A job for monitoring new releases on Python package indexes such as the public PyPI and creating relevant entries in the graph database.
This job is run periodically as an OpenShift CronJob. The job checks for updates of packages that are released on PyPI. These updates are monitored via PyPI's RSS feed that lists the most recently updated packages. If a newly released package is known to Thoth (it was previously analyzed or used in any runtime/buildtime environment), this job creates an entry in the graph database. The actual scheduling of analyses of the newly released package is done using graph-refresh-job.

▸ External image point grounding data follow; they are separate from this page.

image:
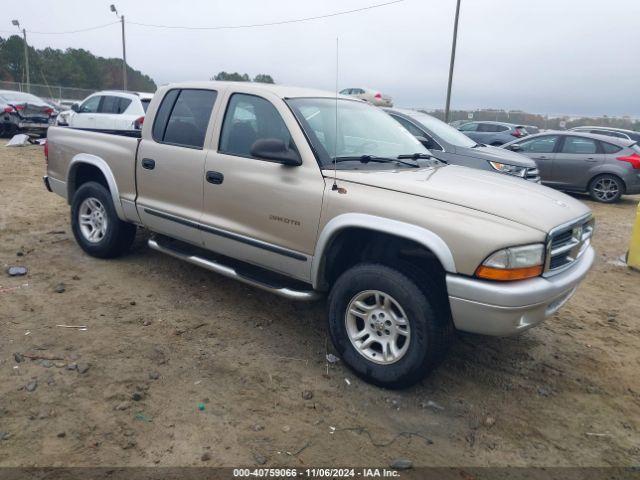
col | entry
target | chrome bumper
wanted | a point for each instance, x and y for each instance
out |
(501, 309)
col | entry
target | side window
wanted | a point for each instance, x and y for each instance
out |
(249, 118)
(90, 105)
(123, 104)
(610, 148)
(110, 104)
(539, 144)
(579, 145)
(183, 117)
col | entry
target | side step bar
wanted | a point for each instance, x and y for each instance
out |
(209, 264)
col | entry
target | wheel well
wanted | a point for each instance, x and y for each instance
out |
(84, 173)
(624, 185)
(356, 245)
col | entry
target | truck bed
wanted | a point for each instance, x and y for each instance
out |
(118, 151)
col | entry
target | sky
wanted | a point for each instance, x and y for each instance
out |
(578, 57)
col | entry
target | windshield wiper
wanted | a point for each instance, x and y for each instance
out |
(371, 158)
(416, 156)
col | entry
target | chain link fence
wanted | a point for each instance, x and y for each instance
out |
(56, 93)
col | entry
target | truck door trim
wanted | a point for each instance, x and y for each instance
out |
(230, 235)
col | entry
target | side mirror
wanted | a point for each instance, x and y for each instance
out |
(275, 150)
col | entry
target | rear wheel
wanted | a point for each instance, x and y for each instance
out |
(95, 224)
(389, 327)
(606, 188)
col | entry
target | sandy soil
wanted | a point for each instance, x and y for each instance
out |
(184, 367)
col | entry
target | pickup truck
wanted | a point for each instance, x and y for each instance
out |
(304, 193)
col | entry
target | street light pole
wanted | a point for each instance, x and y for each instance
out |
(26, 53)
(124, 49)
(453, 59)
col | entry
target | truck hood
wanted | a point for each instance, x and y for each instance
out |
(515, 199)
(496, 154)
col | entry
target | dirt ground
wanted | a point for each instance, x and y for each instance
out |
(179, 366)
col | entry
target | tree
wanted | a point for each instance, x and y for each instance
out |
(263, 78)
(70, 68)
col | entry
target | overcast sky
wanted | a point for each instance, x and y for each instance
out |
(545, 56)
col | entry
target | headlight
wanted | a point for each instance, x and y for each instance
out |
(509, 169)
(514, 263)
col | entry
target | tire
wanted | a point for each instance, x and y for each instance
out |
(606, 188)
(428, 322)
(100, 234)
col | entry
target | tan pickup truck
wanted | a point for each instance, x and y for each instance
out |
(301, 193)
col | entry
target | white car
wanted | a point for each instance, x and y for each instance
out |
(373, 97)
(108, 110)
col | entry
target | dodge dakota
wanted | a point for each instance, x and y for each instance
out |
(304, 193)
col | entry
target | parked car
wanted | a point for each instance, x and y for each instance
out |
(373, 97)
(451, 146)
(24, 112)
(610, 132)
(493, 133)
(108, 110)
(257, 182)
(606, 167)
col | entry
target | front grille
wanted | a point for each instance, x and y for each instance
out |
(567, 243)
(532, 174)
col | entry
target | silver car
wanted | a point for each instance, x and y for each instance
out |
(449, 145)
(605, 167)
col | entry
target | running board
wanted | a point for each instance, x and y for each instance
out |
(227, 271)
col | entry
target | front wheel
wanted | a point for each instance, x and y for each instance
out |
(96, 225)
(606, 188)
(389, 327)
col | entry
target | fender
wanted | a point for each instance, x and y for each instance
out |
(418, 234)
(86, 158)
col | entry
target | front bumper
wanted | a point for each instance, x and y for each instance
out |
(501, 309)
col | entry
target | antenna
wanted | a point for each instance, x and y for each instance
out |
(335, 137)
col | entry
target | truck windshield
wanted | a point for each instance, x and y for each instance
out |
(362, 130)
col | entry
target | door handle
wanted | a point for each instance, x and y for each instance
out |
(214, 177)
(148, 163)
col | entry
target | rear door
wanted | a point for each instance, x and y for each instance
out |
(255, 210)
(574, 162)
(541, 150)
(170, 164)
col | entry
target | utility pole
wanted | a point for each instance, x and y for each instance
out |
(26, 52)
(453, 59)
(124, 49)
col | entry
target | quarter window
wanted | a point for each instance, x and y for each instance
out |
(579, 145)
(610, 148)
(91, 105)
(250, 118)
(183, 117)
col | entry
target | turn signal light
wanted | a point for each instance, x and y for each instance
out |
(504, 275)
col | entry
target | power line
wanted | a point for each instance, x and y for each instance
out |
(280, 22)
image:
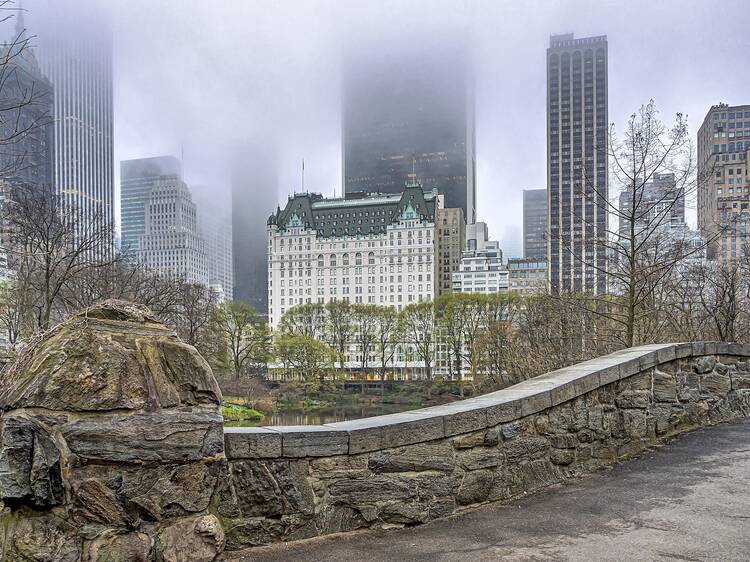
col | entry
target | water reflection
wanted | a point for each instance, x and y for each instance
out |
(325, 415)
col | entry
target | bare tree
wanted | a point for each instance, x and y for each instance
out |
(339, 329)
(50, 246)
(653, 169)
(365, 321)
(247, 336)
(25, 102)
(387, 338)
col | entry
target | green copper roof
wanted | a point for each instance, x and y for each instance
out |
(358, 215)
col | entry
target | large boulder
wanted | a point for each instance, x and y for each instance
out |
(112, 441)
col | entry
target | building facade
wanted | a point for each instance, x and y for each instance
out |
(254, 195)
(376, 249)
(659, 202)
(527, 276)
(724, 181)
(411, 111)
(26, 125)
(75, 52)
(481, 271)
(451, 234)
(577, 182)
(535, 223)
(171, 244)
(138, 177)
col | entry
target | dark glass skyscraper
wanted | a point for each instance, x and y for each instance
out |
(535, 223)
(411, 111)
(137, 180)
(577, 193)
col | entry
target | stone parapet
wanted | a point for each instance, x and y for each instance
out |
(288, 483)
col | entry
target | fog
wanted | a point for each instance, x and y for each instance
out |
(195, 78)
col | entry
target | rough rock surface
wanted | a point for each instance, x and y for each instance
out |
(112, 444)
(273, 499)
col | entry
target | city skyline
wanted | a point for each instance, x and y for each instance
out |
(502, 167)
(173, 120)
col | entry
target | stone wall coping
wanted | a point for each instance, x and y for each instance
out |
(472, 414)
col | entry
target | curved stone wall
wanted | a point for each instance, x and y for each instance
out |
(287, 483)
(112, 446)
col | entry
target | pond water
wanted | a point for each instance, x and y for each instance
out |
(324, 415)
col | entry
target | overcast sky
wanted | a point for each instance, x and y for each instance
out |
(199, 76)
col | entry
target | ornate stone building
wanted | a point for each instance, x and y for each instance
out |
(363, 248)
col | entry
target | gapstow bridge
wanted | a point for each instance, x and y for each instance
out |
(113, 445)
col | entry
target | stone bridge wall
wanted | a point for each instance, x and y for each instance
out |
(111, 445)
(287, 483)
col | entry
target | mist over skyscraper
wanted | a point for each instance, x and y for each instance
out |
(412, 109)
(254, 196)
(138, 178)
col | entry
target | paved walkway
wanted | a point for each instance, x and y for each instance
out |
(688, 500)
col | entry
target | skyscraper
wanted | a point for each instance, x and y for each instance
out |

This job checks for package releases on Python package indexes registered to Thoth's database. The job itself can be configured with in two ways:
- monitor all packages which are available on registered Python package indexes registered in Thoth's knowledge base
- monitor only packages which were previously seen in Thoth
These packages can be "seen" by advises (users of Thoth asked for advise on a stack with Python packages), provenance checks and/or seen in container image scans or expertly registered on Management API endpoint. This way Thoth itself learns what packages are used by users without a need to analyze the whole PyPI.
This job is also capable of monitoring new Python releases on registered Python indexes. This is especially useful for triggering internal TensorFlow build pipeline which is capable of building TensorFlow releases on new upstream TensorFlow release. These releases are subsequently published on Thoth's Python package indexes and analyzed by Thoth to give users additional guidance on software stacks used.
See config/thoth.yaml configuration file as an example present in this repository for more info on configuration options.
The job is an OpenShift s2i build, the deployment is done via Ansible playbooks that live in the core repository.
You can run this job locally without a cluster deployment. To do so, prepare your virtual environment:
$ pipenv install --dev # Install all the requirements
After that, you need to run a local instance of database - follow instractions in the README file for more info and prepare the database schema:
$ pipenv run python3 ./app.py
Job will talk to your local database instance by default which is located at localhost:5432 by default.